Durante as seis primeiras décadas que se sucederam à Segunda Guerra Mundial, a relação dos alemães com os próprios símbolos nacionais era considerada complexa – em uma rejeição coletiva explícita a qualquer demonstração que pudesse deixar suspeitas de nacionalismo exacerbado.

Quando o país sediou a Copa do Mundo de 2006, começou um processo de relativização, encabeçado pelas gerações mais jovens, do desconforto frente a símbolos como a bandeira e o hino.

No livro Wie der Fußball Deutsche macht (Como o futebol transformou os alemães, em tradução livre), publicado em 2016, Sven Ismer analisa detalhadamente essa mudança de comportamento da população ao longo das últimas décadas. Se no contexto do futebol tornou-se normal balançar bandeiras, fora dele "a moderação continua, felizmente, existindo", diz o autor – exceto entre círculos minoritários de extrema direita.

Para Ismer, esse comedimento é positivo, visto que "o nacionalismo alemão devastou a Europa duas vezes, deixando milhões de mortos". "Portanto, uma conduta atenta frente à simbologia nacional continua adequada", considera.
Após 

Ulrich Wagner, professor de Psicologia Social da Universidade de Marburg coordenou dois estudos sobre nacionalismo, patriotismo e xenofobia. Em um deles, aplicou dois tipos de questionários entre grupos específicos, a fim de averiguar tendências xenófobas. No primeiro deles, usou formulários "limpos"; no segundo, fez uso dos mesmos formulários acrescidos de uma bandeira da Alemanha no campo superior direito.

"Fomos capazes de demonstrar que, quando confrontadas com símbolos nacionais, as pessoas se revelam de fato um pouco mais xenófobas", relata Wagner.

No Brasil, o processo de uso indevido dos símbolos nacionais não poderá ser facilmente revertido, considera Caldeira: "Da mesma maneira que a apropriação foi longa, construída antes mesmo da gestação do próprio bolsonarismo, o processo do esvaziamento desse sentido não se dará da noite para o dia."

A partir da década de 1930, o futebol se tornou um elemento importante na construção das diversas identidades nacionais, visto que foi o primeiro esporte de massa com dimensão planetária.

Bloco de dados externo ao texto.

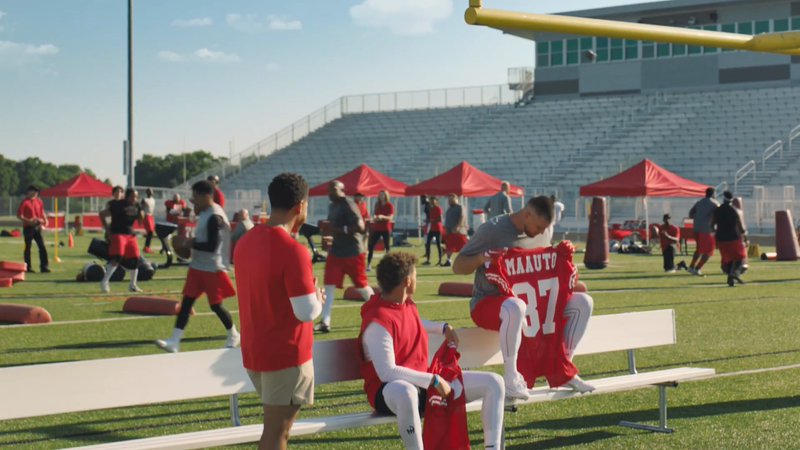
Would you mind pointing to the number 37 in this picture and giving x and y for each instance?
(529, 292)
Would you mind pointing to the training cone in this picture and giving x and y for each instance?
(785, 237)
(596, 256)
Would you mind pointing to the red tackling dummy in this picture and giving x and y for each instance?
(446, 418)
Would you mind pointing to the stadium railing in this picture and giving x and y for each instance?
(59, 388)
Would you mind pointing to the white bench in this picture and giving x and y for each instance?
(58, 388)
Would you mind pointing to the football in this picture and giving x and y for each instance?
(181, 246)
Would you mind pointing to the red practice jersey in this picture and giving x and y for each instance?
(544, 278)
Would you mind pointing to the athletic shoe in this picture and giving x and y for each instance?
(169, 345)
(517, 388)
(578, 385)
(234, 340)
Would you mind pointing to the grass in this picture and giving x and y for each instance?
(748, 328)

Hoje, a Copa do Mundo até poderá ajudar a sociedade brasileira, a retomar, de forma mais ampla, o uso dos símbolos e das cores nacionais, mas isso não bastará, considera Caldeira.

"Há um esforço no sentido dessa retomada, mas me parece que esse fenômeno não vai ser resolvido exclusivamente por conta do processo eleitoral e tampouco pelo Mundial", avalia.

"A camisa amarela ainda remete ao bolsonarismo, a atos antidemocráticos e bloqueios de estrada. Pode haver uma refundação dessa relação, mas vai levar tempo", concorda Gehrman.

Loff aponta haver na Europa uma grande atração não só pelo futebol brasileiro, mas pela cultura do país de forma geral. Segundo ele, era comum até poucos anos atrás ver pessoas vestindo a camisa verde e amarela nas ruas de países europeus, mas não está claro que destino terá essa predileção de agora em diante.

"Culturalmente o Brasil tem uma grande capacidade de atração em todo o mundo, mas o bolsonarismo pôs isso em causa", conclui o historiador.